Ludwig scientists in Brussels revealed another immunotherapy approach through their discovery of the immune-modulating enzymes IDO and TDO. An effort to build on this discovery by developing small-molecule drugs to treat tumors is being investigated by Ludwig scientists in Brussels and San Diego, in collaboration with a Ludwig start-up company established to develop this technology.
Ludwig basic and clinical scientists, together with our team of clinical trial design and management experts, continually collaborate with the international research community to design and evaluate new combinations of immunotherapies. Much of this work is conducted in partnership with the Cancer Research Institute and through our joint CVC Trials Network.
The skin cancer melanoma has long been the focus of groundbreaking research at Ludwig, and we are poised to make substantial advances against this common and frequently aggressive cancer. Our longstanding goal has been to enhance the power of the immune system to recognize and eliminate these cancers in people. Through long-term and innovative approaches, Ludwig scientists in New York and Brussels found that melanomas produce specific proteins that are quite rare in normal cells outside the reproductive system. When tumors produce these and other antigens, the cancer cells can be recognized by our immune system and a powerful natural response often results in early elimination of potential cancers. In some cases, however, the cancers escape—in part because the cells have developed active mechanisms to thwart the immune response—resulting in aggressive disease.

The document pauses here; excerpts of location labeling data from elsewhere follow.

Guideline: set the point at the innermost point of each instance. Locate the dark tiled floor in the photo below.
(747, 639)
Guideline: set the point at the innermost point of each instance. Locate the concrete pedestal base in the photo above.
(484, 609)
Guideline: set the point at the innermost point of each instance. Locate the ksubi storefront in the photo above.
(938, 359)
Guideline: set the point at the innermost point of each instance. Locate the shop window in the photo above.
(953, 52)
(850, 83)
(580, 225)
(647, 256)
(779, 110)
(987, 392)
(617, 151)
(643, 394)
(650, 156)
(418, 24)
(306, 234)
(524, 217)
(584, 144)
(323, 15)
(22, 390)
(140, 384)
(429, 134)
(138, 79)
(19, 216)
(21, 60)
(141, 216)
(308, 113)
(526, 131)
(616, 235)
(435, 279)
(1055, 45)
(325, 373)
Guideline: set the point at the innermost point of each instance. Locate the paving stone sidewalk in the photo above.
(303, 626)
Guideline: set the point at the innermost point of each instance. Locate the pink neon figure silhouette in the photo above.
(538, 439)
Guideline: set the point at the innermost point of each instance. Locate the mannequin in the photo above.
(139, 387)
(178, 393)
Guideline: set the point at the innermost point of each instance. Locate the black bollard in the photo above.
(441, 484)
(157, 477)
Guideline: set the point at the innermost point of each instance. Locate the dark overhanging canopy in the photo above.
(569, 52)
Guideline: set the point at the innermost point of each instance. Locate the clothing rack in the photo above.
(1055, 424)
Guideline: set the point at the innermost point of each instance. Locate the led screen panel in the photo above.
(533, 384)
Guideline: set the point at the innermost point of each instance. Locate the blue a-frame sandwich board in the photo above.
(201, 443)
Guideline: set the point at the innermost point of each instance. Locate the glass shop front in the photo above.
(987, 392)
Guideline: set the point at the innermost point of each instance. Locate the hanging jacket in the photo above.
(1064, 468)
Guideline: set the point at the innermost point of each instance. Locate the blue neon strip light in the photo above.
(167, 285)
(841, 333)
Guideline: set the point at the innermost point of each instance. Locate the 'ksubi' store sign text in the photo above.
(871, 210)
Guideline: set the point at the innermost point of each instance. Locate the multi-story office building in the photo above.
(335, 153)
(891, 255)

To drive the balance in favor of the immune system, Ludwig is attempting to enhance the natural response while reducing the ability of cancer cells to fight back. Ludwig has long played a role in this research, and we’re making progress toward improved patient outcomes. This work also builds on the recent international effort, including Ludwig, to comprehensively identify the genomic mutations that underlie the initial formation of melanomas. Our researchers are now attempting to combine immunological approaches with the development of small molecules that target prominent genomic alterations to defeat the formation and progression of deadly melanomas.